Last week, I attended an active shooter training put on by the Madison police department. The training was sponsored by First Unitarian Society, which also houses my synagogue, Shaarei Shamayim, and a child care center, so they invited staff and board leaders to this training. It is truly sickening that we now live in a world active shooter events have become almost daily occurrences. The school shooting on January 23rd in Kentucky, killing 2 and wounding 18 was the 11th school shooting of the year.
Meanwhile, our federal government does nothing to put an end to this madness and most states have actually made it easier to carry guns, rather than harder. While Americans who are as sickened as I am with the lock grip that the NRA has on our legislators should continue to exercise their political power to change this dynamic, I chose to take this training because I realized that if I was at an active shooter training, I would have absolutely no idea what to do.
It is important to keep in mind, that despite the increasing frequency of active shooter events, the chances of actually being involved in one are about the same as getting struck by lightning. Fortunately, that means that most of us will never have to experience the horror of such an event. However, just like we have all learned some basic lessons of what to avoid when a lightning strike takes place, it also makes sense to learn some basic and potentially life saving responses that we can all take if we are in an active shooter situation.

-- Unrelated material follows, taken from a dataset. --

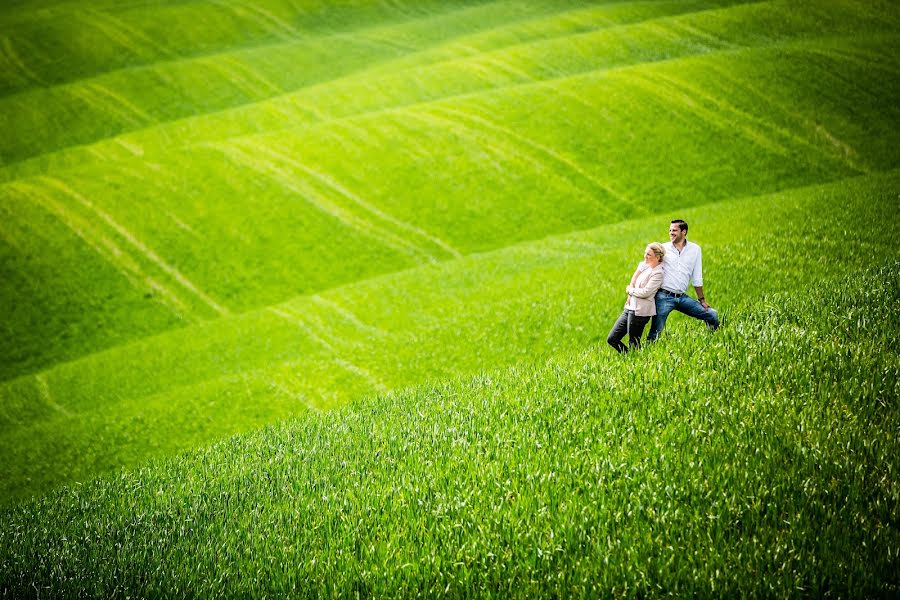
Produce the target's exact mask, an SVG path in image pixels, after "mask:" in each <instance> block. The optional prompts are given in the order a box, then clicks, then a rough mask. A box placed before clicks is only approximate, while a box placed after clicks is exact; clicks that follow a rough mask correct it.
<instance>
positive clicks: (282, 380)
mask: <svg viewBox="0 0 900 600" xmlns="http://www.w3.org/2000/svg"><path fill="white" fill-rule="evenodd" d="M898 182H900V173H898V172H896V171H895V172H891V173H887V174H878V175H872V176H868V177H860V178H852V179H848V180H847V181H844V182H840V183H836V184H829V185H825V186H814V187H810V188H804V189H799V190H791V191H790V192H785V193H781V194H775V195H771V196H766V197H753V198H744V199H740V200H736V201H733V202H726V203H716V204H714V205H710V206H706V207H703V208H700V209H695V210H692V211H682V212H680V213H679V216H682V217H685V218H687V219H688V221H689V222H690V223H692V225H693V229H692V239H694V240H695V241H697V242H699V243H701V244H702V245H703V247H704V250H705V263H704V264H705V273H706V277H707V279H708V285H707V293H708V294H709V295H710V298H711V299H712V301H713V302H714V305H716V306H718V307H719V308H720V309H722V310H725V311H730V310H735V309H740V308H744V307H747V306H749V305H753V304H755V303H756V302H757V301H758V300H759V298H760V296H761V295H762V294H765V293H772V292H778V291H788V290H793V289H805V286H809V285H818V286H826V287H831V286H839V285H840V280H841V278H842V277H843V276H845V275H846V274H847V273H850V272H853V271H855V270H860V269H863V268H865V267H866V266H867V265H868V264H870V262H871V257H872V256H875V255H878V254H879V253H881V252H883V249H884V248H886V247H889V245H890V244H891V243H892V242H891V236H892V234H893V231H892V229H890V228H885V227H882V226H880V225H879V223H880V221H881V219H882V218H883V210H882V209H883V207H884V206H888V205H890V203H891V202H892V201H893V197H894V191H893V190H895V189H897V186H898ZM664 232H665V219H658V218H651V219H638V220H633V221H629V222H626V223H622V224H619V225H615V226H604V227H599V228H596V229H592V230H589V231H584V232H578V233H573V234H568V235H565V236H558V237H552V238H547V239H545V240H540V241H537V242H533V243H528V244H521V245H516V246H511V247H509V248H505V249H503V250H499V251H496V252H492V253H485V254H480V255H476V256H472V257H467V258H465V259H462V260H458V261H452V262H448V263H442V264H438V265H431V266H428V267H423V268H419V269H414V270H409V271H406V272H402V273H396V274H393V275H391V276H386V277H381V278H377V279H372V280H369V281H365V282H358V283H356V284H354V285H350V286H345V287H341V288H337V289H334V290H331V291H329V292H328V293H323V294H321V295H318V296H313V297H301V298H297V299H294V300H292V301H290V302H286V303H283V304H280V305H278V306H275V307H270V308H268V309H265V310H260V311H254V312H251V313H248V314H245V315H241V316H240V317H236V318H232V319H223V320H220V321H217V322H214V323H210V324H206V325H203V326H197V327H193V328H190V329H186V330H184V331H177V332H172V333H169V334H166V335H161V336H156V337H153V338H148V339H147V340H144V341H142V342H141V343H139V344H130V345H127V346H123V347H121V348H116V349H113V350H110V351H107V352H104V353H100V354H97V355H94V356H90V357H87V358H86V359H83V360H79V361H75V362H72V363H67V364H62V365H59V366H58V367H56V368H55V369H53V370H51V371H47V372H44V373H41V374H39V375H37V376H33V377H32V376H29V377H23V378H19V379H17V380H14V381H12V382H8V383H0V400H2V403H0V404H2V410H0V456H3V457H5V459H6V460H5V461H3V462H2V463H0V503H2V502H3V501H5V502H7V503H8V502H10V501H13V500H18V499H22V498H24V497H27V496H30V495H33V494H35V493H41V492H44V491H47V490H50V489H53V488H54V487H57V486H59V485H61V484H65V483H71V482H73V481H84V480H86V479H90V478H92V477H93V476H95V475H97V474H99V473H102V472H111V471H114V470H115V469H117V468H119V467H121V466H127V467H133V466H137V465H140V464H142V463H143V462H144V461H145V460H147V459H148V458H152V457H157V456H162V455H165V454H167V453H173V452H175V451H178V450H180V449H185V448H190V447H195V446H199V445H202V444H204V443H206V442H208V441H211V440H217V439H222V438H223V437H227V436H229V435H232V434H235V433H242V432H246V431H249V430H251V429H253V428H255V427H260V426H263V425H265V424H267V423H271V422H273V421H275V420H277V419H280V418H287V417H294V416H299V415H303V414H306V413H307V412H308V411H310V410H311V409H312V410H318V409H327V408H332V407H335V406H339V405H341V404H343V403H346V402H349V401H352V400H354V399H356V398H359V397H360V396H363V395H367V394H375V393H379V392H384V391H388V390H396V389H402V388H404V387H407V386H413V385H416V384H419V383H423V382H434V381H440V380H443V379H446V378H452V377H458V376H462V375H466V374H471V373H476V372H478V371H480V370H483V369H486V368H499V367H504V366H508V365H511V364H514V363H516V362H522V361H528V362H535V361H542V360H545V359H546V357H547V356H549V355H551V354H553V353H557V352H560V351H564V350H566V349H576V348H584V347H586V346H587V345H589V344H590V343H592V341H596V340H598V339H600V340H602V339H604V337H605V335H606V333H607V332H608V331H609V327H610V326H611V324H612V322H613V321H614V320H615V318H616V316H617V314H618V312H619V311H620V310H621V303H622V297H621V294H622V287H623V286H624V284H625V283H626V282H627V278H628V277H629V275H630V272H631V270H632V269H633V267H634V264H635V263H636V261H637V260H638V258H639V256H640V251H641V249H642V248H643V245H644V244H646V243H647V241H648V240H653V239H658V238H660V237H661V236H662V235H664ZM834 232H840V235H835V233H834ZM833 256H840V265H839V268H835V264H834V261H833V260H831V259H830V257H833ZM813 282H814V283H813ZM677 319H678V317H677V316H676V317H674V318H673V322H675V321H677Z"/></svg>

The training was gut wrenching. We listened to the Columbine High School librarian’s 911 call, which included sounds of gunfire, and sadly, a librarian who was not following the instructions of the dispatcher because she was in such a state of panic. While she survived, 11 students in that library were murdered.
However, the training also made me feel safer because I now feel that I have tools that I can use in such an emergency that I never would have thought of before. While some may seem obvious, most of us in the training did not know these basic principles known as A.D.D. (Avoid, Deny, Defend), before the training. While this is no substitute for going through the 2 1/2 hour training, the basic idea is:
- Always be aware of escape routes, even if it means breaking open a window.
- Leaving the area is the first priority.
- Playing dead, hiding and hoping are not successful strategies as they leave you without options if they do not work.
- Move into a room and lock the door.
- Barricade access points.
- Turn off lights and silence phones.
- Remain quiet and out of sight.
- Once barricaded, remain in place until rescued.
- If Avoid and Deny have failed, you must defend yourself.
- Use improvised weapons (e.g., a sharpie or scissors to the attacker’s eyes) and remember there is strength in numbers to overpower the shooter.
- Consider attacking at the doorway. The change in lighting and obstacles place in the way may be the best window of opportunity to attack the shooter.
At the end of the training, I realized that it was insufficient for our congregation that only one board member and I had gone through this training. Fortunately, the Madison Police Department offers these trainings for free and they will return to our synagogue and we will invite all our members in March. In setting up the training with Officer Matthew Magolan, I noticed the following quote at the bottom of his e-mail.
“It is not the critic who counts; not the man who points out how the strong man stumbles, or where the doer of deeds could have done them better. The credit belongs to the man who is actually in the arena, whose face is marred by dust and sweat and blood; who strives valiantly; who errs, who comes short again and again, because there is no effort without error and shortcoming; but who does actually strive to do the deeds; who knows great enthusiasms, the great devotions; who spends himself in a worthy cause; who at the best knows in the end the triumph of high achievement, and who at the worst, if he fails, at least fails while daring greatly, so that his place shall never be with those cold and timid souls who neither know victory nor defeat.” -Theodore Roosevelt “Citizenship In A Republic” speech delivered at the Sorbonne, in Paris, France on 23 April, 1910
That quote made me realize that while I may not be able to save myself or anyone else if I am confronted with an active shooter, I now have tools that will at least allow me to try to save my own life and the life of others. While I have been given no comfort from our feckless government which stands idly by with thoughts and prayers instead of real action to stop these mass shootings, I do take some comfort in knowing that I now believe I will try my best to save myself and others, and even if I fail, I will die knowing that I tried my best.